The performance of the guest servers is a little off - When I remotely connect to them for remote control, I deal with pauses up to 45 seconds and disconnects (using an RMM tool). I can connect to physical machines at this client site without issues.
End users report issues also - They lost connectivity to their financial application quite frequently during the day.
I moved one guest server over to a new VMware server with a single NIC and it's performing much nicer. The older server has plenty of compute and RAM, so I'm wondering if there are some MAC table issues on the physical switches due to the load balancing. I was concerned with Spanning Tree until I read https://kb.vmware.com/s/article/2047822 where it states:
Note: VMware vSwitches (Standard and Distributed) cannot form loops as there is no way to join two virtual switches together at layer 2 of the OSI layer. As such, no Spanning Tree Protocol functionality has been incorporated into the virtual switches.

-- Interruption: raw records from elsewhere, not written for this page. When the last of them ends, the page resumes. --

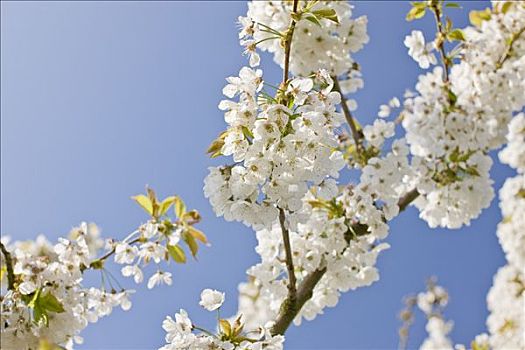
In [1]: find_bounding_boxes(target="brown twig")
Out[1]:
[332,76,364,153]
[0,242,16,290]
[430,3,450,83]
[282,0,299,84]
[279,208,297,300]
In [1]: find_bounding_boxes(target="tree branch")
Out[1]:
[398,188,419,212]
[282,0,299,84]
[430,3,450,83]
[271,266,326,335]
[0,242,16,290]
[332,76,363,153]
[271,188,420,336]
[279,208,297,300]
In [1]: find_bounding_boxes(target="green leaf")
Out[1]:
[207,139,224,158]
[303,13,322,27]
[311,8,339,23]
[184,233,199,258]
[445,3,461,9]
[39,292,65,313]
[411,1,427,9]
[182,210,201,223]
[406,6,426,21]
[188,226,207,244]
[159,196,176,217]
[219,319,232,337]
[469,8,491,27]
[38,338,64,350]
[174,196,186,218]
[25,288,66,326]
[445,17,453,32]
[206,131,228,158]
[447,89,458,105]
[34,303,47,325]
[241,126,254,140]
[27,288,41,309]
[146,187,159,217]
[167,244,186,263]
[465,166,480,177]
[447,28,466,42]
[132,195,153,216]
[232,314,244,337]
[501,2,512,14]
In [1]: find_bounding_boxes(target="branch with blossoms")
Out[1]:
[2,1,525,349]
[197,0,525,348]
[0,188,207,349]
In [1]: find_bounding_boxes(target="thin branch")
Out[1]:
[332,76,363,153]
[279,208,297,299]
[89,237,142,268]
[0,242,16,290]
[282,0,299,84]
[430,3,450,83]
[497,26,525,69]
[271,188,420,336]
[398,295,417,350]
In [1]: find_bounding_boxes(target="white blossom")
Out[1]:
[147,271,173,289]
[404,30,437,69]
[199,289,225,311]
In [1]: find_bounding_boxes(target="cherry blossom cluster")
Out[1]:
[205,68,346,229]
[0,191,205,350]
[399,2,525,229]
[416,281,455,350]
[113,191,207,289]
[232,131,416,329]
[3,0,524,348]
[496,116,525,270]
[236,161,411,330]
[1,224,131,350]
[159,289,284,350]
[239,1,369,80]
[484,111,525,350]
[486,264,524,350]
[403,280,490,350]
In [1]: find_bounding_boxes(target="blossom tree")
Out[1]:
[1,1,524,349]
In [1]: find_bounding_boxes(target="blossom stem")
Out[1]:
[193,325,217,338]
[332,76,364,153]
[0,242,15,290]
[282,0,299,84]
[279,208,297,301]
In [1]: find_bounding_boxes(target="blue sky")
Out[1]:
[1,1,510,349]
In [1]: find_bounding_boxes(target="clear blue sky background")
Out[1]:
[1,1,512,349]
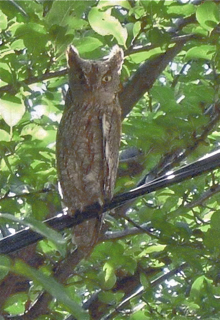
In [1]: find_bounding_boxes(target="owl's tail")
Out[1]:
[73,217,102,257]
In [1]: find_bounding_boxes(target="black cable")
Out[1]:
[1,150,220,255]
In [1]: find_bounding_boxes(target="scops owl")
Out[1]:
[56,45,124,255]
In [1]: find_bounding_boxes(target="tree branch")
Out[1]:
[0,69,67,95]
[120,41,186,118]
[103,262,188,320]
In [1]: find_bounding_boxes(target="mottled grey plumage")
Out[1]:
[56,45,123,255]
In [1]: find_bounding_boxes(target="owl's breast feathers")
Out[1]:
[56,100,121,213]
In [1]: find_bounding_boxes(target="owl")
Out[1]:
[56,45,124,255]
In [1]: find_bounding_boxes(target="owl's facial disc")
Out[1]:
[67,47,123,104]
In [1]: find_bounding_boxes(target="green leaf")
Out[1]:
[45,1,75,26]
[190,276,212,303]
[130,310,151,320]
[210,210,220,230]
[151,86,176,107]
[0,11,7,30]
[99,262,116,290]
[12,260,88,319]
[0,255,11,280]
[74,37,103,54]
[98,291,124,304]
[185,45,216,61]
[0,129,10,142]
[45,0,88,28]
[0,94,25,127]
[11,39,25,51]
[15,23,47,54]
[0,62,12,84]
[140,272,150,290]
[139,245,166,256]
[167,3,195,16]
[133,21,141,38]
[88,7,127,46]
[4,293,27,315]
[204,228,220,252]
[129,47,163,63]
[196,2,219,31]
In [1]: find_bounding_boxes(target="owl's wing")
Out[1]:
[65,88,74,109]
[101,106,121,200]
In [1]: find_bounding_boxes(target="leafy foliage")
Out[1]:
[0,0,220,319]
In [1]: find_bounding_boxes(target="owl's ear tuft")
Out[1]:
[67,45,80,68]
[108,45,124,73]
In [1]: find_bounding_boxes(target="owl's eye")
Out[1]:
[102,74,112,83]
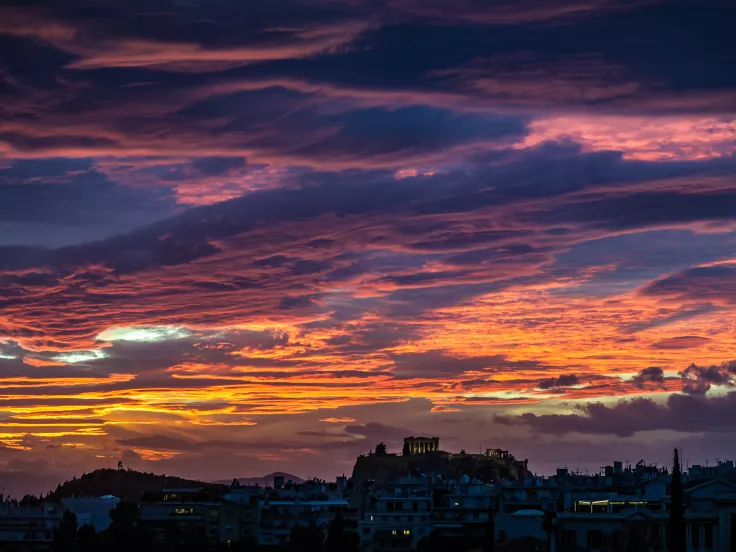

I tried to display the config at the CLI but the switches were not giving it up. sh tech-support worked, dumped out to a log. A huge one. Looked through it and there is nothing Cisco/Dell/HP like with sections pertaining to each port configuration beyond:
MAC Base information : dev_num = 1, phy port = 19, medium = copper ==================================== State:Enable Speed:1000 Auto negotiation:Enable Duplex:FULL Duplex Mdix:fiber Flow control:Disable ==================================== Dump normal register vale: ...
I did verify there is no load balancing setup on the switches.
I'm kind of at a loss as to why there is a network I/O performance difference between servers with the one with a single connected NIC outperforming the one with two connected NICs.